Lecture Notes

Chapter 12 Problem 9.1

Expand the following function into Legendre series. $f(x) = \begin{cases} -1 & -1 < x < 0 \cr 1 & 0 < x < 1 \end{cases}$

Solution: We need to compute $c_n = \frac{2n+1}{2} \int_{-1}^1 f(x) P_n (x) dx$ Then we can find that $f(x) \approx \sum_{n=0}^\infty c_n P_n(x).$

To evaluate the integral, we will use the Rodrigue formula, which says $P_n(x) = \frac{1}{2^n n!} \frac{d^n}{dx^n} (x^2-1)^n.$

Let's use this and apply integration by part $\begin{aligned} \int_{-1}^1 f(x) P_n (x) dx &= - \int_{-1}^0 P_n (x) dx + \int_0^1 P_n(x) dx \cr &= \frac{1}{2^n n!} [ -\frac{d^{n-1}}{dx^{n-1}} (x^2-1)^n|^0_{-1} + \frac{d^{n-1}}{dx^{n-1}} (x^2-1)^n|^1_0 ] \cr &= \frac{1}{2^n n!} (-2) \frac{d^{n-1}}{dx^{n-1}} (x^2-1)^n (0) \end{aligned}$ In one of the steps, we used $\frac{d^{n-1}}{dx^{n-1}} (x^2-1)^n$ equals 0 when $x=\pm 1$.
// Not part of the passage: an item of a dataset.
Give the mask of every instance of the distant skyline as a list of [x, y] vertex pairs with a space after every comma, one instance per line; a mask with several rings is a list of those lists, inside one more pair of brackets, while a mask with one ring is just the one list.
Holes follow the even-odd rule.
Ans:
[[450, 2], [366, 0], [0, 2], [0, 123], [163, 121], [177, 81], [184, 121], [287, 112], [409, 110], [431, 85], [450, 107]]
Now, we need to figure out, what is $\frac{d^{n-1}}{dx^{n-1}} (x^2-1)^n (0)$. This is looking for $x^{n-1}$'s coefficient in $(x^2-1)^n$. Thus, we see this is only nonzero if $n-1=2m$ is an even number. That would be the binomial coefficient of $(x^2-1)^n$'s $m$-th term $(x^2-1)^n = (x^2)^n + {n \choose n-1} (x^2)^{n-1} (-1)^1 + \cdots + {n \choose m} (x^2)^{m} (-1)^{n-m} + \cdots$ Hence, we have (using $n-1=2m$) $(d/dx)^{2m} (x^2-1)^n (0) = (2m)! {n \choose m} (-1)^{n-m} = (2m)! {2m+1 \choose m} (-1)^{m+1}$ Hence, we get, for $n=2m+1$) $\int_{-1}^1 f(x) P_n (x) dx = \frac{1}{2^n n!} (-2) (2m)! {2m+1 \choose m} (-1)^{m+1} = \frac{(-1)^{m}}{2^{2m} (2m+1)} {2m+1 \choose m}$

All in all, we have coefficient $c_n = \frac{2n+1}{2} \cdot \begin{cases} 0 & n \text{ even } \cr \frac{(-1)^{m}}{2^{2m} (2m+1)} {2m+1 \choose m} & n = 2m+1 \end{cases}$

By the way, if you can find the first few terms, that would be enough.